La banda criminal en cuestión se le sindicaba la perpetración de secuestros y venta ilícitas de sustancias estupefacientes. En una acción intrépida decidió mudarse al sector donde operaba la banda criminal y sin autorización y mucho menos conocimiento de sus superiores comenzó a operar en encubierto, logrando ingresar a la banda y pudiendo obtener en poco tiempo todas las líneas de ejecución de los delitos. Sin embargo, la identidad de sus cabecillas seguía siendo un misterio, siempre se entendió con los de rangos medios, quienes siempre mencionaban a los “Jefes”, sin más nombres.

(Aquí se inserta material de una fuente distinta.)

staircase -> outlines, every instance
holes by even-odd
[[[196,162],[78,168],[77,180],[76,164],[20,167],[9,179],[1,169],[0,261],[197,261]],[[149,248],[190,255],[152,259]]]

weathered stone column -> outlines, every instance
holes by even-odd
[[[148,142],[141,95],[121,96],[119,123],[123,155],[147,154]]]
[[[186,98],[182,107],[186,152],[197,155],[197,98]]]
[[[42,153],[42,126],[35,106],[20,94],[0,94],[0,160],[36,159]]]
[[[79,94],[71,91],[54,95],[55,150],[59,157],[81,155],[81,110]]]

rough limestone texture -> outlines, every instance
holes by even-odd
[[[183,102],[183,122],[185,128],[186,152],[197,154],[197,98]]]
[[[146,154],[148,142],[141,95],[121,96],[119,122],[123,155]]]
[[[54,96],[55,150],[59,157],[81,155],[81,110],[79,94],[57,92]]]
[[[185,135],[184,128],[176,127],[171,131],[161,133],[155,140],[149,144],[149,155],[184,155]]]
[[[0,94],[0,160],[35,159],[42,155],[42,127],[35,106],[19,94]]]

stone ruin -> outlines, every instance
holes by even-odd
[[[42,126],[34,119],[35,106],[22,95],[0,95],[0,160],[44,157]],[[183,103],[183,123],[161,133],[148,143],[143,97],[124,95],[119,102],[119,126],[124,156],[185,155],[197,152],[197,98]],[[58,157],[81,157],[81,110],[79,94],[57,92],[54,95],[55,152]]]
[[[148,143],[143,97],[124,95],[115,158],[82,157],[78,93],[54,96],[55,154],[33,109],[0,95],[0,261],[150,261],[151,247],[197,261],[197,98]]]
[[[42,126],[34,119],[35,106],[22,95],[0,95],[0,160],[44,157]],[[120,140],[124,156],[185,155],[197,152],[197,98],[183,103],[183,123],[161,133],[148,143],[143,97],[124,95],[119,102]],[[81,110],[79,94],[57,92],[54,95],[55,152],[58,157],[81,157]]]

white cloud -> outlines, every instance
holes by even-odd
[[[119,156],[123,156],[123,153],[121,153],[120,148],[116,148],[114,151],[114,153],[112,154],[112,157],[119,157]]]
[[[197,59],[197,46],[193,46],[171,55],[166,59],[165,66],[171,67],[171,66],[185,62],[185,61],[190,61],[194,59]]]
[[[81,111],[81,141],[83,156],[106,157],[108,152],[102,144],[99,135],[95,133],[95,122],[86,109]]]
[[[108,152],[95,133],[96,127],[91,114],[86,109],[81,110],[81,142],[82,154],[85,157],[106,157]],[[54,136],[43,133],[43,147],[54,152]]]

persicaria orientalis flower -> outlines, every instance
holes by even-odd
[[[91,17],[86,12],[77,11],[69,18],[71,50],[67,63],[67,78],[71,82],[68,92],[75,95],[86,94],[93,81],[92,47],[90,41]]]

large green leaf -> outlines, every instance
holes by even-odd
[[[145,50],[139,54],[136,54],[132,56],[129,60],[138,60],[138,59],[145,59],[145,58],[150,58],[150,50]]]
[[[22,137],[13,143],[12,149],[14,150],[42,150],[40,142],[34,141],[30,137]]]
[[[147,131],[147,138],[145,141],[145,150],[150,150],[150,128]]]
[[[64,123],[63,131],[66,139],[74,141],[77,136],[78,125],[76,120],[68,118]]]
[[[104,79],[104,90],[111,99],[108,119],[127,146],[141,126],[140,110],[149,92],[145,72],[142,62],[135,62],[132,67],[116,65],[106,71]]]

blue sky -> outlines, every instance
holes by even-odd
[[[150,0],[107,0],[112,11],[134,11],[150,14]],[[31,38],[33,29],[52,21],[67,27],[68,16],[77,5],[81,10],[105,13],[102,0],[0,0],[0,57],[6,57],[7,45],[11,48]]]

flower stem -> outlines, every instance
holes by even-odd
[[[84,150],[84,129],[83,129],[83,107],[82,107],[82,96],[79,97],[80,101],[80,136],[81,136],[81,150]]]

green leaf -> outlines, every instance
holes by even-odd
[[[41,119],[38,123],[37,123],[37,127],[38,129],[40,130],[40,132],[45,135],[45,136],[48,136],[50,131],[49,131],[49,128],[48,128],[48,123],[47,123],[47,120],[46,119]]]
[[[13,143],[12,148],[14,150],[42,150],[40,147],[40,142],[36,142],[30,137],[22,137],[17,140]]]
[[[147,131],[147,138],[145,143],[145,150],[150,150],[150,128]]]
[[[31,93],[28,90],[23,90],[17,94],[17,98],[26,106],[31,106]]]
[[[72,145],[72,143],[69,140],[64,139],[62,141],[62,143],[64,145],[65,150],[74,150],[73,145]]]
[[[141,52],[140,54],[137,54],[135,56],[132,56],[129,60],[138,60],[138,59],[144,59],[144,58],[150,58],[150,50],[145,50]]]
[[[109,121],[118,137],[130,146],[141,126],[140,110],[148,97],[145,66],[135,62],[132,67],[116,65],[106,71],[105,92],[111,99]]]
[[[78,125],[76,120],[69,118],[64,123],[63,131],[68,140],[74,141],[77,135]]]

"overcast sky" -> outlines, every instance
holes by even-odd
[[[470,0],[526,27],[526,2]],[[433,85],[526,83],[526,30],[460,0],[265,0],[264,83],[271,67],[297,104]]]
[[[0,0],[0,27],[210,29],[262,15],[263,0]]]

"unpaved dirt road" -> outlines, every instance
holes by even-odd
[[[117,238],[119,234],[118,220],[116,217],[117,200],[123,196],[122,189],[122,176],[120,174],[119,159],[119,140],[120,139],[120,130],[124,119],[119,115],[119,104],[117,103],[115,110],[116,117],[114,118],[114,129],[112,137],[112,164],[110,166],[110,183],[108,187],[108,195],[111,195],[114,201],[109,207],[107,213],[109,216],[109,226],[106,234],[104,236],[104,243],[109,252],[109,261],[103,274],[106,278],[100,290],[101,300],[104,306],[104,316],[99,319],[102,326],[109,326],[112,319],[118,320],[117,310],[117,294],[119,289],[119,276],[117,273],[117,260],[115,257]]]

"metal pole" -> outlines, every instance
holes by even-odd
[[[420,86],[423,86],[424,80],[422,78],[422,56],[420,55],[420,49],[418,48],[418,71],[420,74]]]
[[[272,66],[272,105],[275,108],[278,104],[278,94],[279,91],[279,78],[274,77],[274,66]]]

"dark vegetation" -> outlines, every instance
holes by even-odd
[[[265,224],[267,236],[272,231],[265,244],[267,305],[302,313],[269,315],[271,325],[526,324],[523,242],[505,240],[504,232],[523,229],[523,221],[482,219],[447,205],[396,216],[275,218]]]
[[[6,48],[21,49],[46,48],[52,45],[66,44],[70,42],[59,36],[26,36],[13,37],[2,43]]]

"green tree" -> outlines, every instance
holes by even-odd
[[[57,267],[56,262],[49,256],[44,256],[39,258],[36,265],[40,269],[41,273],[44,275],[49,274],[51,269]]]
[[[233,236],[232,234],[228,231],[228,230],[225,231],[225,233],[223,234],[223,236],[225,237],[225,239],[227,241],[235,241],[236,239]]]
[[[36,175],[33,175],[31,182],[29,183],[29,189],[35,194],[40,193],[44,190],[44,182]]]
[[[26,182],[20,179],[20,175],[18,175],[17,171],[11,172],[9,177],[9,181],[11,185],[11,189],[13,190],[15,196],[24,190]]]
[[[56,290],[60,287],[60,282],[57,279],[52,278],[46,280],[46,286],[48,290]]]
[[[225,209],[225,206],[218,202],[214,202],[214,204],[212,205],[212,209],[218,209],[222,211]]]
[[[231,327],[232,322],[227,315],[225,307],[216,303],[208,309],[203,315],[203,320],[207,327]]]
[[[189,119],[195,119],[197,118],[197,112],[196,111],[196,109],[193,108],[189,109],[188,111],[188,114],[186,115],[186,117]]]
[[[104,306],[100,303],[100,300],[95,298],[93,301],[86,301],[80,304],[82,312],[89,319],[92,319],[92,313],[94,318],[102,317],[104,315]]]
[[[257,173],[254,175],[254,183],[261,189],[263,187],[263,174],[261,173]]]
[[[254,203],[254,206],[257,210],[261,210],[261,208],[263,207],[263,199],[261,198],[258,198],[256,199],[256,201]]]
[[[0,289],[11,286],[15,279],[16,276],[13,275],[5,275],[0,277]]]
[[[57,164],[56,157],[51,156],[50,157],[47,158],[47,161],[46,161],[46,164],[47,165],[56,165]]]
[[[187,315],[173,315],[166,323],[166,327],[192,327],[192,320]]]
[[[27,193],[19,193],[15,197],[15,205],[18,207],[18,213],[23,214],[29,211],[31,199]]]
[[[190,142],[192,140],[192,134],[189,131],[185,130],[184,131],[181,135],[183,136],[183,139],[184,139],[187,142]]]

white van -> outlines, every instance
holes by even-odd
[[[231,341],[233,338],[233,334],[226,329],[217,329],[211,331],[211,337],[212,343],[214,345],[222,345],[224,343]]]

Sucedió la tarde de un viernes, mientras ejecutaban un secuestro de un alto ejecutivo de una empresa transnacional, “Los Jefes” se comunicaron por radio para dar las coordenadas del lugar a donde debían llevar a la víctima, avisaron que les estarían esperando.
Con el pulso a tope y la adrenalina a millón se dispuso durante todo el trayecto a idear una forma en su cabeza, de acabar con la incógnita de la identidad de los “Jefes” y si era posible con la banda entera, bajo el esquema que aprendió de Mendoza, “SIN DETENIDOS”.
Condujeron cerca de dos horas con la víctima amordazada y vendada en el baúl del auto en el que se trasladaban, sus cómplices no alcanzarían la edad de 20 años, no hubo alcabala policial que los detuviera en el camino, lo que confirmaba la complicidad de algunos funcionarios y acercaba la tesis de que la banda era comandada por policías.
Llegaron a una propiedad campestre retirada de cualquier poblado cercano, la luz del sol poco a poco se apagaba, haciendo languidecer las sombras de los árboles sobre el asfalto de la vía, como la sombra de los ranchos aquella tarde en la que vio la heroica hazaña policial de Mendoza.
Al final del traslado fueron recibidos por tres personas, dos de ellas usaban capuchas en sus rostros, más bien balaclavas, de las que usan los grupos comandos para cubrir sus rostros en operaciones especiales.
Se bajaron todos del vehículo menos él, le pidieron que abriera el baúl del auto desde su puesto de conductor, situación que aprovechó para quedarse dentro de él y favorecerse de la oscuridad que ya se evidenciaba, aunado a las ventanas polarizadas para evitar ser identificado.
Estaba a metros de los “Jefes” pero impedido de saber quiénes eran gracias a sus máscaras, aunque no fue necesario develarles el rostro para que tuviera la certeza de sus identidades, uno de ellos el más fornido, bromeó con uno de los cómplices del secuestro que se dirigía raudo a cumplir con sus necesidades fisiológicas, lo tomó por uno de sus brazos y le gritó “PA DONDE VAS TU MENOR”, a la par de que el otro “Jefe” señalándole al secuestrado que producto de un descuido de éstos, ya se había quitado la venda de los ojos le preguntaba: ¿Y QUE HACEMOS CON ESTE TESTIGO?…
Ambas frases imborrables de su memoria, ambos timbres de voz inolvidables para su oídos, aquellas botas militares que vestían ambos, la herida en su alma, su cicatriz en el rostro que le hacían parecer una “UVA PASA” como huella indeleble del peor día de su vida, le confirmaron que aquellos no eran solamente los “Jefes”, eran también quienes veinte años atrás dieron muerte a un humilde subgerente de un Banco.
Esa noche logró su hazaña perseguida, bajo el esquema “SIN DETENIDOS”.
La historia que antecede puede ser el resultado de un extraordinario ejercicio de imaginación literaria, o quizás sea el testimonio que un valioso agente policial le confesó a su abogado defensor, mientras purgaba condena en la cárcel por el homicidio perpetrado en contra de dos Jefes Policiales, a quien la Fiscalía pretendía demostrar premeditación y alevosía pues sostiene, que conocía la identidad de los “Jefes”, Mendoza y Dugarte, desde el mismo inicio de su investigación y utilizó la operación encubierta no autorizada, como treta para vengar la muerte de su padre acontecida veinte años atrás.
Siéntase en la libertad usted como lector, de darle su propia conclusión.